Gramophone finds "impressive accomplishment and no mean flair" in The Gluepot Connection
/" ‘That bloody Gluepot’ was how an infuriated Sir Henry Wood described The George, a bustling public house just round the corner from BBC Broadcasting House and the old Queen’s Hall, whose denizens once numbered many an orchestral player as well as the distinguished line-up of composers featured here. Andrew Griffiths has put together a generous and varied a cappella sequence, as nourishing as it is technically challenging, nowhere more so than in Arnold Bax’s towering Mater ora filium, which receives a reading of impressive accomplishment and no mean flair, if without quite outranking Ralph Allwood’s exhilarating and miraculously assured version with the youthful Rodolfus Choir (a genuine ‘must hear’ – Herald, 9/95). The same figure’s gorgeous I sing of a maiden also comes off very well, and how perceptively Griffiths and his responsive group quarry the depths of both John Ireland’s The Hills (which touchingly incorporates material from the slow movement of Elgar’s First Symphony) and Walton’s sublime setting of John Masefield’s Where does the uttered music go?.
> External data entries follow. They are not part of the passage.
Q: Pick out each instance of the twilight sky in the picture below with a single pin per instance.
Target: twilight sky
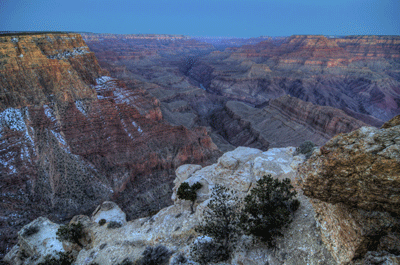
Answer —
(228, 18)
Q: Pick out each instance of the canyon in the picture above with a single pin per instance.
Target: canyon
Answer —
(87, 118)
(358, 75)
(71, 136)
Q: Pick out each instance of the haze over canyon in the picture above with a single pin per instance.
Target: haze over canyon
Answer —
(87, 118)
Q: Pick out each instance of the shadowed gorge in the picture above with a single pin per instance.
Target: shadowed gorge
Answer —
(122, 120)
(72, 137)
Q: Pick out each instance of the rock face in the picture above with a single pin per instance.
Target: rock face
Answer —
(283, 122)
(354, 180)
(72, 137)
(194, 81)
(357, 73)
(173, 227)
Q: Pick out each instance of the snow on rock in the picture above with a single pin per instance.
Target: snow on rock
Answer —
(36, 244)
(49, 113)
(13, 119)
(110, 212)
(174, 226)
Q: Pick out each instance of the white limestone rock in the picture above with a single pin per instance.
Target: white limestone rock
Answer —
(174, 226)
(109, 211)
(36, 239)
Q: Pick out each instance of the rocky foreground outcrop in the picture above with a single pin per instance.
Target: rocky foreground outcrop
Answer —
(355, 182)
(72, 137)
(173, 226)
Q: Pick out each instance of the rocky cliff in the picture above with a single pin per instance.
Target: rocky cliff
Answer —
(359, 73)
(354, 180)
(194, 82)
(173, 227)
(71, 136)
(285, 121)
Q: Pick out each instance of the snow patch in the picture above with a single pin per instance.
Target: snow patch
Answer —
(80, 105)
(49, 113)
(12, 119)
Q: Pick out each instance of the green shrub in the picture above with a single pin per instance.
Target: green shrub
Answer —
(126, 262)
(71, 233)
(64, 258)
(205, 250)
(157, 255)
(187, 192)
(268, 208)
(221, 224)
(114, 224)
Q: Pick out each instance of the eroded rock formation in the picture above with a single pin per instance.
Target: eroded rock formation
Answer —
(285, 121)
(173, 227)
(194, 83)
(71, 136)
(354, 180)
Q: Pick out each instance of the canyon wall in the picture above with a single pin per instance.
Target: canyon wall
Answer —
(71, 136)
(194, 81)
(354, 184)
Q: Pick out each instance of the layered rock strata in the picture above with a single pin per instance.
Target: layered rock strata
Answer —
(71, 136)
(283, 122)
(354, 180)
(173, 227)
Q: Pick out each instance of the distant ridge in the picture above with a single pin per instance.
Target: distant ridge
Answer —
(10, 33)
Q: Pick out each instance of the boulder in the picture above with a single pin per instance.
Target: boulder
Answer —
(35, 241)
(109, 211)
(354, 181)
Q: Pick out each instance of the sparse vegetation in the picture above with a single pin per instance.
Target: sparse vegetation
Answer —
(72, 233)
(221, 225)
(268, 208)
(205, 250)
(187, 192)
(126, 262)
(114, 224)
(64, 258)
(157, 255)
(265, 212)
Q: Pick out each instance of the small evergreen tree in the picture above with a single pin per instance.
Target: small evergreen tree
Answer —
(221, 223)
(268, 208)
(72, 233)
(187, 192)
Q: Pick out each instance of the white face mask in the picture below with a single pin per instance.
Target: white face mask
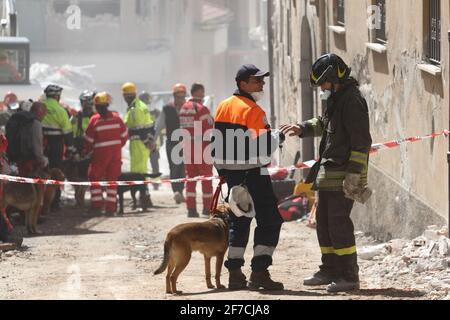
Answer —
(325, 95)
(257, 96)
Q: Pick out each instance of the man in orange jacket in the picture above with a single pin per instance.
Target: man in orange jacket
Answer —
(242, 116)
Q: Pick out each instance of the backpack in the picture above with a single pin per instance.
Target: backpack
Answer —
(19, 133)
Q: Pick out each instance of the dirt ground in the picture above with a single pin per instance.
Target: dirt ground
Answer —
(114, 258)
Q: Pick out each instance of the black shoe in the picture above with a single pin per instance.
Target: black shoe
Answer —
(263, 280)
(237, 280)
(342, 285)
(192, 213)
(205, 213)
(55, 207)
(318, 279)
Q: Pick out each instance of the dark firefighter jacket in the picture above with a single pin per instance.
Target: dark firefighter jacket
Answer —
(346, 139)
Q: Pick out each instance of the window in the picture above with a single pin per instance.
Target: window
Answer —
(434, 32)
(13, 66)
(339, 9)
(91, 8)
(380, 30)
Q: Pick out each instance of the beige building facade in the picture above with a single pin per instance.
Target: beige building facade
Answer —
(399, 52)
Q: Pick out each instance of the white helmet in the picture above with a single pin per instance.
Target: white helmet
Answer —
(241, 202)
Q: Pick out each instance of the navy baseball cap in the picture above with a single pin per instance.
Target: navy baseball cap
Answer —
(248, 70)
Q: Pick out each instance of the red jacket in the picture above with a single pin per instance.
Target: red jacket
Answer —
(106, 135)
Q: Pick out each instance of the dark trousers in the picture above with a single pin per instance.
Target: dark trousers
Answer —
(54, 151)
(176, 170)
(4, 234)
(269, 221)
(154, 161)
(335, 232)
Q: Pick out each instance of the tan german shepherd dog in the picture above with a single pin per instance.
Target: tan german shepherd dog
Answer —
(210, 238)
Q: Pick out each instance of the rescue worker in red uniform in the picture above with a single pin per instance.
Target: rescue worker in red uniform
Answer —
(105, 137)
(197, 120)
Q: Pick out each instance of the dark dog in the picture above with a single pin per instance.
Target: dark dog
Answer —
(210, 238)
(27, 198)
(144, 198)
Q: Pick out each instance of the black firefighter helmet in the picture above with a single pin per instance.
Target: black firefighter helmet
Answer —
(329, 68)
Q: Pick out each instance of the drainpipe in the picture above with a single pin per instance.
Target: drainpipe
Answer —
(273, 117)
(448, 154)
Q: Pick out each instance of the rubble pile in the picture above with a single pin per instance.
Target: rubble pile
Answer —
(420, 264)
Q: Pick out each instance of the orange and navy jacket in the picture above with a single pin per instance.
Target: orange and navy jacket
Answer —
(197, 120)
(237, 115)
(105, 134)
Particularly welcome are the premiere recordings of Alan Rawsthorne’s Four Seasonal Songs (1956), and Alan Bush’s Lidice (1947) and Like Rivers Flowing (1957) – the former an especially powerful creation first given under the composer’s lead at the site of the eponymous Czech village obliterated by the Nazis. Elsewhere, Peter Warlock’s The Full Heart (completed in 1916 and revised five years later) mesmerises in its penetrating harmonic resourcefulness, as indeed does Delius’s lovely On Craig Ddu (which so bowled over the teenage Warlock when he heard it at Eton College); Elisabeth Lutyens’s sensuous Verses of Love (to words by Ben Jonson) enjoys superbly controlled advocacy; and it’s always a treat to encounter Moeran’s enchanting Songs of Springtime when they receive such ardent and fresh-faced treatment as here.
Excellently engineered by David Hinitt within the helpful surroundings of All Hallows, Gospel Oak, and knowledgeably annotated by Andrew Griffiths, this enterprising and imaginative Somm anthology strikes me as well worth seeking out."